El proceso se había iniciado el 10 de febrero de este año e involucra una serie de acciones encabezadas por el Ministerio de Economía, destinadas a profundizar el retiro del Estado como operador del sistema ferroviario de cargas. La Secretaría de Transporte fue instruida para elaborar la documentación técnica y contractual necesaria, con la intervención de la Agencia de Transformación de Empresas Públicas.

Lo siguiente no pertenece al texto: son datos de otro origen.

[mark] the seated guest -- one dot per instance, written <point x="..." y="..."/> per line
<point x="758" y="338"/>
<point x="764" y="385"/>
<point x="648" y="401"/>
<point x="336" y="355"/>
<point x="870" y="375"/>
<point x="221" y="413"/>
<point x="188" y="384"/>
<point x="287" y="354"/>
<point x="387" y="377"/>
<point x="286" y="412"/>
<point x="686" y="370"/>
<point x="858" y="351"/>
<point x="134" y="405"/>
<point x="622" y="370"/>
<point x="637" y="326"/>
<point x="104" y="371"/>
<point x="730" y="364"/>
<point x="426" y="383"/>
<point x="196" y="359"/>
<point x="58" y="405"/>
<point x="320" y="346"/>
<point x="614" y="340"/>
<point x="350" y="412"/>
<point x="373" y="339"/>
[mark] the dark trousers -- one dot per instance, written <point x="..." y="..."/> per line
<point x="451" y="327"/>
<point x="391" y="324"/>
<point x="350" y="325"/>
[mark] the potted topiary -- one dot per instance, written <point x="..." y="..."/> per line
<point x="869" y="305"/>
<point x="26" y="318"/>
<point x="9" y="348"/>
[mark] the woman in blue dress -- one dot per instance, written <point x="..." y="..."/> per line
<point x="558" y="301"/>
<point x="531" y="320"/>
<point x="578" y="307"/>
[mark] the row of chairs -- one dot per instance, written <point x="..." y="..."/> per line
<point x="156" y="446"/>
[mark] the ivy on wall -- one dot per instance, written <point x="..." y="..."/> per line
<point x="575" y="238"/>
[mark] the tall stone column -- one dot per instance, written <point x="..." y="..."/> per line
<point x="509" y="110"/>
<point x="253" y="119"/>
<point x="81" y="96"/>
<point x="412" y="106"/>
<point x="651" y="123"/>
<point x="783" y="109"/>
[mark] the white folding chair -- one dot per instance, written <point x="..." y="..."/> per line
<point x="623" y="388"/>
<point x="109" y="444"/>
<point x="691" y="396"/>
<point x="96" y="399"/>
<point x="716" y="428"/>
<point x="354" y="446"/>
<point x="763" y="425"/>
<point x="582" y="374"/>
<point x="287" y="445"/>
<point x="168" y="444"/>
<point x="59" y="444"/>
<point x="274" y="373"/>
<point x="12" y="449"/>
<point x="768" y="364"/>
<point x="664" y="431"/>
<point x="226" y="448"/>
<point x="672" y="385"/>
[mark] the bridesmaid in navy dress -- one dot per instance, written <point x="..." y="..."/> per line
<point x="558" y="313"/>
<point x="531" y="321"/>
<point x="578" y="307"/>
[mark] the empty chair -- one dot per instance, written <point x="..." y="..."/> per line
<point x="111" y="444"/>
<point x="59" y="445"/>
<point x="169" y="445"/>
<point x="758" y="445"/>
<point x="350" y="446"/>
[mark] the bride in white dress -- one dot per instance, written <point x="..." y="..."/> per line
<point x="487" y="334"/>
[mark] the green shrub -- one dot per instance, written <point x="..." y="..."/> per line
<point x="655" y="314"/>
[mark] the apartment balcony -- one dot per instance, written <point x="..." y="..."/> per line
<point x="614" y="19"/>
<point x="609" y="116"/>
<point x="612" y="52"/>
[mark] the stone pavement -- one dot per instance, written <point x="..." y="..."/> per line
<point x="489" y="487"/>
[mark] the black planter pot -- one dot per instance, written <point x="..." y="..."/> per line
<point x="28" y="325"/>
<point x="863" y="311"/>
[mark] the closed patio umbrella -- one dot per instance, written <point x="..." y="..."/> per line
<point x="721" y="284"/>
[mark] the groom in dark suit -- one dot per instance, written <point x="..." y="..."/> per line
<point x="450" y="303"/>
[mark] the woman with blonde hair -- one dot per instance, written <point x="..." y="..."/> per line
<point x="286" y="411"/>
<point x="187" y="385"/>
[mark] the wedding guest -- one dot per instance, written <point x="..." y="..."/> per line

Además, se procederá al remate público del material rodante bajo administración de Belgrano Cargas, tarea que requerirá un inventario y diagnóstico previo. También se avanzará en la concesión de las vías férreas y los inmuebles adyacentes de las líneas General Belgrano, General San Martín y General Urquiza, así como en la concesión del uso de los talleres ferroviarios asociados.
La Agencia de Transformación de Empresas Públicas coordinará el cumplimiento del cronograma que establece un plazo de 12 meses para completar el proceso desde su inicio. En paralelo, se solicitará a un banco estatal que realice las evaluaciones técnicas y económicas correspondientes. El Banco de la Nación Argentina será el responsable de administrar los fondos que se obtengan del remate del material rodante, recursos que se destinarán al financiamiento de obras ferroviarias.
Todos los procedimientos se desarrollarán a través de las plataformas oficiales SUBAST.AR y CONTRAT.AR. Con estas medidas, el Estado dejará de operar el transporte ferroviario de carga y también cederá el manejo de la infraestructura, aunque los terrenos y las vías seguirán siendo de propiedad estatal y regresarán al Estado una vez concluidas las concesiones.
La privatización de Belgrano Cargas se suma a una larga lista de empresas públicas que el oficialismo busca reconfigurar o desprender en nombre de un Estado más “eficiente”, aunque el proceso ya genera tensiones con sectores sindicales y gobernadores que advierten sobre su impacto en regiones estratégicas del país.